Tarih, sürekliliktir.
Tarihten öğrenmeyenler hataları tekrar eder.
Tarihten ders almanın ilk yasası, hakikati
aramaktır.
“Mehmetçik savaşıyor” dedim; kimi okur “savaşma” sözcüğüne
eleştiri getirdi: “Örgütle savaşma mı olur?”
Oysa… Mehmetçik örgütle değil, emperyalizmle savaşıyor!
Demek farkında değil kimileri…
Yazmak, anlatmak
zorundayız; “bütün” görülmüyor, tarih bilinmiyor demek ki.

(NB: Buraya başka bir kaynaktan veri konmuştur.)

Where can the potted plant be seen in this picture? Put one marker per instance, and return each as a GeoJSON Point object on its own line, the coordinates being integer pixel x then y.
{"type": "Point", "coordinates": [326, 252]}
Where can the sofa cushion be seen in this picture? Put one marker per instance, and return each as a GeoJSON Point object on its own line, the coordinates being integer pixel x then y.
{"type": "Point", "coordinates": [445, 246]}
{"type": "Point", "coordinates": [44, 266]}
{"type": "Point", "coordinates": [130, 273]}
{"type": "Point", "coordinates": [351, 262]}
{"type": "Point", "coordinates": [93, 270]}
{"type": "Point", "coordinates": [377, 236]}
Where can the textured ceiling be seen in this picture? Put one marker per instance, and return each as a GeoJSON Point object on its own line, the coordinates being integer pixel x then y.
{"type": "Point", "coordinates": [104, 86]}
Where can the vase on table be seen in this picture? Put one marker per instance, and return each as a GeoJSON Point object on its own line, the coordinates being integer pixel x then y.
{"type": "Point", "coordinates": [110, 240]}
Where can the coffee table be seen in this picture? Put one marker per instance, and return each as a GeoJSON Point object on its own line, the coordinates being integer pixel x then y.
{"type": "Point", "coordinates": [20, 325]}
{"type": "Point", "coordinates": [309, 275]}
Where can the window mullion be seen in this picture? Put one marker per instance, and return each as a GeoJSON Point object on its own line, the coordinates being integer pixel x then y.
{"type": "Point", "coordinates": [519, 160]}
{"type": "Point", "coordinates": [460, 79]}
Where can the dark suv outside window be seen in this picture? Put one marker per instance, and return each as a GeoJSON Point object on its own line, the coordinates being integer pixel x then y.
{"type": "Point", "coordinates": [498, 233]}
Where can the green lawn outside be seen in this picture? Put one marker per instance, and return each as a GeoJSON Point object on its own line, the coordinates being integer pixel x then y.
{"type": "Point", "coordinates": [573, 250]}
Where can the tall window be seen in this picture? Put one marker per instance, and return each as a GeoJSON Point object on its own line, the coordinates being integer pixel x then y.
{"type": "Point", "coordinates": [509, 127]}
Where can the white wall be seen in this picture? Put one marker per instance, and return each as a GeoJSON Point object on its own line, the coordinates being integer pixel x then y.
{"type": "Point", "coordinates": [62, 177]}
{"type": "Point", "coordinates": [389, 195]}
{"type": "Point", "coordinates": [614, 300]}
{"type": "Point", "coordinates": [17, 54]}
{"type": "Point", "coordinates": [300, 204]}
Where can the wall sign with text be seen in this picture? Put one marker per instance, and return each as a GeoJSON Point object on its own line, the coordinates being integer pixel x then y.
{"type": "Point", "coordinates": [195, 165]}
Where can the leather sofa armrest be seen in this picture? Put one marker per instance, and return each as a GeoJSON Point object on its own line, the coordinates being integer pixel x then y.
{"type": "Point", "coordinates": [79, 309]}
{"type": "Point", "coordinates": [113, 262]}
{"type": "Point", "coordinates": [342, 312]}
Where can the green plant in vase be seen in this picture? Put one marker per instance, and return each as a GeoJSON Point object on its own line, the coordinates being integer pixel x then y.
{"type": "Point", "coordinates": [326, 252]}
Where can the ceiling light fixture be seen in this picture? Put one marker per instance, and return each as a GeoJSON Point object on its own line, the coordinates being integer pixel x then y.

Suriye tartışmalarında tarih hep, Birinci Dünya Savaşı’na kadar
götürülüyor.
Oysa… Birinci Dünya Savaşı/ harita çizimi
sonuçtur; başlangıç değil…
Şöyle
açayım:
1) Lübnan Başbakanı S.
Hariri, -ABD gölgesindeki- Suudi Arabistan’da “gözlem”
altına alındı. İstifasını
açıkladı.
2) S.Hariri ülkesi Lübnan’a
uğramadan doğruca Fransa’ya gidip Cumhurbaşkanı E.
Macron ile görüştü. İstifasından vazgeçti.
3)
S. Hariri Fransa ardından Mısır’a geçti. Cumhurbaşkanı A.
Sisi ile görüştü. Sonra ülkesine dönüp
“Bağımsızlık Günü” törenlerine katıldı.
Suriye ile ne ilgisiz görünüyor değil mi?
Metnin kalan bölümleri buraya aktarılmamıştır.